In the middle of the XIXth century, King Louis-Philippe increased the
port and launched the sea resort of Le Tréport by building there a
villa, where he recieved Queen Victoria in 1843 and 1845. Le Tréport and
its region was the king's preferred vacation place. Big hotels were
built, such as Hôtel Trianon, which was used as a British military
hospital during the First World War and suppressed by the Germans in
1942. The city was liberated on 1 September 1944 after a huge bombing
that destroyed most of the sea front; Le Tréport was awarded the War
Cross.
The traditional fishers' borough, with its small, high slate-roofed
houses with bow windows, is called quartier des cordiers.

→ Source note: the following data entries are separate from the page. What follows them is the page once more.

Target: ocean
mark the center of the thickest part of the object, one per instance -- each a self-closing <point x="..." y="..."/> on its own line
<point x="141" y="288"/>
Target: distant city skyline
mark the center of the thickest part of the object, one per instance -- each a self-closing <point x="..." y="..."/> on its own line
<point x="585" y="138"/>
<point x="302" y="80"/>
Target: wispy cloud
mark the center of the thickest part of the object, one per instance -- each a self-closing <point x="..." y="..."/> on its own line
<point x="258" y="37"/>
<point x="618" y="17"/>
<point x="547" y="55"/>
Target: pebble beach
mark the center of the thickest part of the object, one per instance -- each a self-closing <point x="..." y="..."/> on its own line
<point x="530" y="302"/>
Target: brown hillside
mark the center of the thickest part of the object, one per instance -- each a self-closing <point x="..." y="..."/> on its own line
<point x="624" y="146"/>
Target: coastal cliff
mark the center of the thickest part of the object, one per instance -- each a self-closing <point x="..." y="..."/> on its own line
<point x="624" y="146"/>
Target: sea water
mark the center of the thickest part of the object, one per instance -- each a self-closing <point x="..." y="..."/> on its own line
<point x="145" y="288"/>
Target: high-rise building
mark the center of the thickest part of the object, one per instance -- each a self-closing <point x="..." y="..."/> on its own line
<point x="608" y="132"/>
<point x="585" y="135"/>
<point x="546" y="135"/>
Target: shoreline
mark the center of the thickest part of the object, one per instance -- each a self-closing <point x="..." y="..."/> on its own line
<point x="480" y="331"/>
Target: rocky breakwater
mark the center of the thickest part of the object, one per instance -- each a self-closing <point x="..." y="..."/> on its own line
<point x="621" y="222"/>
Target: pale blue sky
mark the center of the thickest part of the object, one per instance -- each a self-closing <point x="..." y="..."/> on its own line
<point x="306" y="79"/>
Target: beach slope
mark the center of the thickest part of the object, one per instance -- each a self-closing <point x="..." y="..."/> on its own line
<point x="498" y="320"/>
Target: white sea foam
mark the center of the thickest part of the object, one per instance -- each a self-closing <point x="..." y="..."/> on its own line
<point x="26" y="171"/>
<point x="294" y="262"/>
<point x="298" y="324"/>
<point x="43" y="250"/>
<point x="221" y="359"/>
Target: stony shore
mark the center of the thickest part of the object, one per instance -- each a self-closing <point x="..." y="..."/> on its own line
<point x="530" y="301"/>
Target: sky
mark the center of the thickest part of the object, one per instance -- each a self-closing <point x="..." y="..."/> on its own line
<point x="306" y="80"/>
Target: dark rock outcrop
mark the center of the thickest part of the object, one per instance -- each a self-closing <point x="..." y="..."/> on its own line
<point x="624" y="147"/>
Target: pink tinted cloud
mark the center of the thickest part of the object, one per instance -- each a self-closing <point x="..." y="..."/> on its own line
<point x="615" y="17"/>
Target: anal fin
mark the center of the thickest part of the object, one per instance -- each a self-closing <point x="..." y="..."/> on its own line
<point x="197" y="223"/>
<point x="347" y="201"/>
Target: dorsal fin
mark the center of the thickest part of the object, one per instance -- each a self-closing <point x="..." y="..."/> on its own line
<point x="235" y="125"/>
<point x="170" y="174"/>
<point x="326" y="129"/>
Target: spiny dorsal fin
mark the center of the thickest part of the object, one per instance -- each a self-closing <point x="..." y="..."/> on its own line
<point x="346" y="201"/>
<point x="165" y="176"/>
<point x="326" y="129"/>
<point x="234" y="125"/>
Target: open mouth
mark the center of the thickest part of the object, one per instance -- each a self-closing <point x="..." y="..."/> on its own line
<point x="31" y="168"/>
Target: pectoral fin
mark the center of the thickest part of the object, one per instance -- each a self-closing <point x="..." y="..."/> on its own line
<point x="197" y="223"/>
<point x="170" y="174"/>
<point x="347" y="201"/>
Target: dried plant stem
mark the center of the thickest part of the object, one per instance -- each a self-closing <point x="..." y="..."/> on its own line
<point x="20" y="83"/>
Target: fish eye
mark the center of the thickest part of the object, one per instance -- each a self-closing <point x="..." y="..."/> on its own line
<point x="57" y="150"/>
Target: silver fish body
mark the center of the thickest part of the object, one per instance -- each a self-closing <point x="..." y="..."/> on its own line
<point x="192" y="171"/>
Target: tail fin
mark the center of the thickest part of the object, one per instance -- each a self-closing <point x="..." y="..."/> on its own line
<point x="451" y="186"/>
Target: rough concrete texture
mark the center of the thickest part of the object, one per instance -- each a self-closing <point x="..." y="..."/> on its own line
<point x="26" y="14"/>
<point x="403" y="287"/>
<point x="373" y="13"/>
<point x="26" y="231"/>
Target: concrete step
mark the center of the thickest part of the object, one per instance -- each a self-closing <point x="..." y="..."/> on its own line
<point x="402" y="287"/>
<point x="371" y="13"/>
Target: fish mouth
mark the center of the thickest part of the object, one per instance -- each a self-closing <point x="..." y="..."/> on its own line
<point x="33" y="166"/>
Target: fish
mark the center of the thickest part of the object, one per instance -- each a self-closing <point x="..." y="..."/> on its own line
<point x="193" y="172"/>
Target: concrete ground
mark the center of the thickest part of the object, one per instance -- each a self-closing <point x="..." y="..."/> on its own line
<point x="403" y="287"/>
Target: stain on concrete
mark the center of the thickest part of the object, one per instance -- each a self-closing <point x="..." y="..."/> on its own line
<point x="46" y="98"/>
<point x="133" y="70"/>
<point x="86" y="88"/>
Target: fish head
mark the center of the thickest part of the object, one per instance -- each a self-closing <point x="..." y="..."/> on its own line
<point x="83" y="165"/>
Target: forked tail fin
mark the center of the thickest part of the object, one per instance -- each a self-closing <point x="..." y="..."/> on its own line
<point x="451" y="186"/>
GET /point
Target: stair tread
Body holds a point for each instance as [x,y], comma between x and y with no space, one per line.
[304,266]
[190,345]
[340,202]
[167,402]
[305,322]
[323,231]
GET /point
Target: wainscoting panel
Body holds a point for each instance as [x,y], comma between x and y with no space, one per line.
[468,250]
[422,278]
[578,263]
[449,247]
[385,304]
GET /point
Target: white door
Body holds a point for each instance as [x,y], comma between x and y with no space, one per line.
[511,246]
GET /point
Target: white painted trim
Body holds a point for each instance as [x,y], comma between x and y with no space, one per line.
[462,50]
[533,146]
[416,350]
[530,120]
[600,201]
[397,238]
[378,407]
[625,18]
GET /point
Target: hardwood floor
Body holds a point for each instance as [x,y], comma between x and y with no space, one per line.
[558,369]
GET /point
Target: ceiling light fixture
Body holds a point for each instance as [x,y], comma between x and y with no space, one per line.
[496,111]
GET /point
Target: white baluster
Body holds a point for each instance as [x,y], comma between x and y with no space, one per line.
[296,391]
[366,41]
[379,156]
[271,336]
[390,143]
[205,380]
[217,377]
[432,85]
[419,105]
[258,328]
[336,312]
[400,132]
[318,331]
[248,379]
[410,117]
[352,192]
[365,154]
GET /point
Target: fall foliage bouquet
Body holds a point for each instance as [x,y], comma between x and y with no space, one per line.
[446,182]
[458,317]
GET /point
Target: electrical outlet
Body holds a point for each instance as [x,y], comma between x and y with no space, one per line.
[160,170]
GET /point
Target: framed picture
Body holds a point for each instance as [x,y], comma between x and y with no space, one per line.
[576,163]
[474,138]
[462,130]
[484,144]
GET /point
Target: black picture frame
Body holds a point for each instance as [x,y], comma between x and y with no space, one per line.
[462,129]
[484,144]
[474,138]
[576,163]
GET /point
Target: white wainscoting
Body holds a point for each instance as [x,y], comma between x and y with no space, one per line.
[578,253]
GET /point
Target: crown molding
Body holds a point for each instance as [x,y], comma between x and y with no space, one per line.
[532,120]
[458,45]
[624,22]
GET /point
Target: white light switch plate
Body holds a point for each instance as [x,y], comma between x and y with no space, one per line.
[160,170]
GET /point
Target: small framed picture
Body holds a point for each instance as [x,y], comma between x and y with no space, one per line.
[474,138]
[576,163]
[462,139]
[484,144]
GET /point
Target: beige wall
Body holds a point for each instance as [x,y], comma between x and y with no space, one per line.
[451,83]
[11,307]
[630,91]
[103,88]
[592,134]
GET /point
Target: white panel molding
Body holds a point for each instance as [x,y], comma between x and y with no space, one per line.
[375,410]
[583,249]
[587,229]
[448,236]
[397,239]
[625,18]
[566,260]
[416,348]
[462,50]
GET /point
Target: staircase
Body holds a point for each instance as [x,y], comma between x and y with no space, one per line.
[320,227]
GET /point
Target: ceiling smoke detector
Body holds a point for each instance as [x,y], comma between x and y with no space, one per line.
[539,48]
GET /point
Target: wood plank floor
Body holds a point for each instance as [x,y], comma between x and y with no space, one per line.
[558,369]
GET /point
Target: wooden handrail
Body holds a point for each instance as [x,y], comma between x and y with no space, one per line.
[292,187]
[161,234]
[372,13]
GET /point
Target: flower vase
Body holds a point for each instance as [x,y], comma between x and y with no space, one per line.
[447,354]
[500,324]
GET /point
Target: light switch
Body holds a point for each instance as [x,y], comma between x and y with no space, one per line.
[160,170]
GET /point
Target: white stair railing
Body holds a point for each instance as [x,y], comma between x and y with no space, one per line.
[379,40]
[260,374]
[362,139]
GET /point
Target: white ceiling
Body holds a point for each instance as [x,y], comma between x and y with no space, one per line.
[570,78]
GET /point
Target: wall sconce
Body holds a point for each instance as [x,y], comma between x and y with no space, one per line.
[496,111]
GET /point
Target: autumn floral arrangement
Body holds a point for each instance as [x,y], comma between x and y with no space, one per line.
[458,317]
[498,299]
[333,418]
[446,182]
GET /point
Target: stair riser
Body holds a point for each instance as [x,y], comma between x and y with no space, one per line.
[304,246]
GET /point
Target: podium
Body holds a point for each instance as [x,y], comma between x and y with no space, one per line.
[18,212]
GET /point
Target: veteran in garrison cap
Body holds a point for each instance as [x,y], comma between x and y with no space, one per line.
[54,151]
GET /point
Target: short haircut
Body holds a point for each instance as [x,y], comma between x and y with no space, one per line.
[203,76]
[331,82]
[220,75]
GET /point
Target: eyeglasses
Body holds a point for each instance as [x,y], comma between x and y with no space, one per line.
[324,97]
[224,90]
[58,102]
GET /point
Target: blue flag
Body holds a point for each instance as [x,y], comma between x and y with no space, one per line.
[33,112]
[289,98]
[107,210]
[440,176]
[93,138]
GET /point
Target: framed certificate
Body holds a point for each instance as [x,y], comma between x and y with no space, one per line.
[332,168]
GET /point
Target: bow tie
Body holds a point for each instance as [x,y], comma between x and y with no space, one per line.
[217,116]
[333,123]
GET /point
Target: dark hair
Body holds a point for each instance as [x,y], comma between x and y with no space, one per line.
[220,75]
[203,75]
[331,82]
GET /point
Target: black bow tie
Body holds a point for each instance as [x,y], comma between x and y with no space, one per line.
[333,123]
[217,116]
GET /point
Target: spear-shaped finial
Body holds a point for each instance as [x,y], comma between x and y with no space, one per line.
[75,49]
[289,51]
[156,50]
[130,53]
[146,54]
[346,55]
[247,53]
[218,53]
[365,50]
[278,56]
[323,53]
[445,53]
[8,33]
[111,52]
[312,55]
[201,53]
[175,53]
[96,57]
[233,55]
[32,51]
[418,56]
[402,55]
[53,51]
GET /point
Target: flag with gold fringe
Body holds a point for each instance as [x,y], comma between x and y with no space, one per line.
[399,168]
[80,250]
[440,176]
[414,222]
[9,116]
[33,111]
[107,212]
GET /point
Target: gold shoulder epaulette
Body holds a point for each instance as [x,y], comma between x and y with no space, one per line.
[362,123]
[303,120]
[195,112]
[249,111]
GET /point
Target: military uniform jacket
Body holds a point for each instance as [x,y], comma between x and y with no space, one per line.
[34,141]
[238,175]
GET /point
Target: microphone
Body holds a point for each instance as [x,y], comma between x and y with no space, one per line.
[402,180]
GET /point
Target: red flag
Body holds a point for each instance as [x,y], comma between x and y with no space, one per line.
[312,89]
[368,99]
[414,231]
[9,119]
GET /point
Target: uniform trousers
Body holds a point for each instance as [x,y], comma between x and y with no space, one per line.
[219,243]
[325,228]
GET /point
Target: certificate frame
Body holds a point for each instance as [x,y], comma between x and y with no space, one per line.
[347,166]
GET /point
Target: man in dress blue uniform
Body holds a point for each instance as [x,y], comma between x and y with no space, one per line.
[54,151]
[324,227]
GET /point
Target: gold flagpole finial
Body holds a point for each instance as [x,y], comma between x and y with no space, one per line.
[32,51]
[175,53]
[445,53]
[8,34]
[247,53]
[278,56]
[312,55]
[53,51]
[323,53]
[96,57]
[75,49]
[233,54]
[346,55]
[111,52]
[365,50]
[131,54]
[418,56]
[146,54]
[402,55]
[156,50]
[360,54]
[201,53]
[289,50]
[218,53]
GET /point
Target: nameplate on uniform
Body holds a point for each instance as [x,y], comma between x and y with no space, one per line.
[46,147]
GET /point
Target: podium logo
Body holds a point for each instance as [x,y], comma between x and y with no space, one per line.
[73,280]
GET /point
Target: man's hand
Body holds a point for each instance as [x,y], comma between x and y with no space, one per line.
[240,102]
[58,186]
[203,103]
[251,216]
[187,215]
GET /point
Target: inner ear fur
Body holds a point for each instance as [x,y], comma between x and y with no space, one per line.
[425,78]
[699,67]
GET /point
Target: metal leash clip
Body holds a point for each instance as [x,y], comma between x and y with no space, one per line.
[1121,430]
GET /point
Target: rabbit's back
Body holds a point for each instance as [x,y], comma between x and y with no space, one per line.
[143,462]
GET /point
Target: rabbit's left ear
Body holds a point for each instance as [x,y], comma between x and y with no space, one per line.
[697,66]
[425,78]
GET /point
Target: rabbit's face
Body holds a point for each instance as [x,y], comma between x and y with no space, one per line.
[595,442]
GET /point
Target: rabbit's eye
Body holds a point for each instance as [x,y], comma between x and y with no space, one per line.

A
cordier is usualy a rope-maker (from corde, rope), but the
cordiers cordants in Le Tréport were indeed the poorest fishers who
could not buy fishing nets and used long ropes bristled with hooks.
Until the 1960s, the inhabitants of those houses rented them to
tourists from Paris in summertime and moved down into the basement.
Like many other French fishing ports, Le Tréport has kept seamen's
calvaries, which were traditionally saluted by the seamen when they
left the port. The 3.63-m high Stone Cross (Croix de Pierre) was
erected in 1618 during an epidemic of black plague. It was damaged in
1840 by a big carriage and revamped by King Louis-Philippe, who moved
it to a less dangerous place. The cross is decorated with fleurs-de-lis
and Louis XIII's monogram based on letter L. After a tragic wreckage
of 12 November 1856, the seamen erected on 20 September 1860 a wooden
calvary called Terraces' Calvary (Calvaire des Terrasses); it was
replaced by a new calvary on 28 August 1887, which was taken down and
hidden during the German occupation and reestablished in 1948. The
calvary is floodlit every evening and still used by seamen as a marker.
The Seamen's Calvary (Calvaire des Marins), made by Franconville,
ironsmith in Eu, in 1846, was then considered as one of the most
beautiful on the French coasts.
Source: Municipal website
Ivan Sache, 18 September 2005
The municipal flag of Le Tréport, as photographied there in August 2005, is white with the municipal logotype, available on the municipal website.
The logotype is derived from the municipal coat of arms, which are (GASO):
D'azur aux deux navires de sable, équipés d'argent, pavillonnés de gueules, voguant sur une mer de sinople mouvant de la pointe, quittant la jetée du port d'argent, maçonnée de sable, sur laquelle un guetteur aussi de sable, tient haut un pavillon de gueules, le tout accompagné au canton senestre du chef d'un croissant contourné d'or adextré d'une étoile du même.
Timms gives the same blazon, with the following English translation:
Azure two sailing ships sable with masts argent and sails gules a
champagne vert in sinister chief a mullet and a crescent contourned in
fess or in sinister base on a jetty of the third masoned a man of the
second holding a flag of the fourth.
Timms probably could not find an image of the coat of arms and messed
up the elements of the ships, which have the masts sable, the sails
argent and a pennant gules on each mast.
The logotype has kept the blue sky and the green sea, but only one
ship with only one mast; the jetty and the man holding a flag have been
removed; the crescent has been mirrored and tilted, as well as the
star, which has been moved upwards in relation to the crescent.
Timms believes that the coat of arms of Le Tréport looks more like a
painting like a coat of arms. We agree with him, mostly because this
coat of arms tells a story, whereas it should remain symbolic or
allegoric. From that point of view, the logotype, which no longer tells
a story because the perspective has disappeared, is closer to the
heraldic tradition than the coat of arms.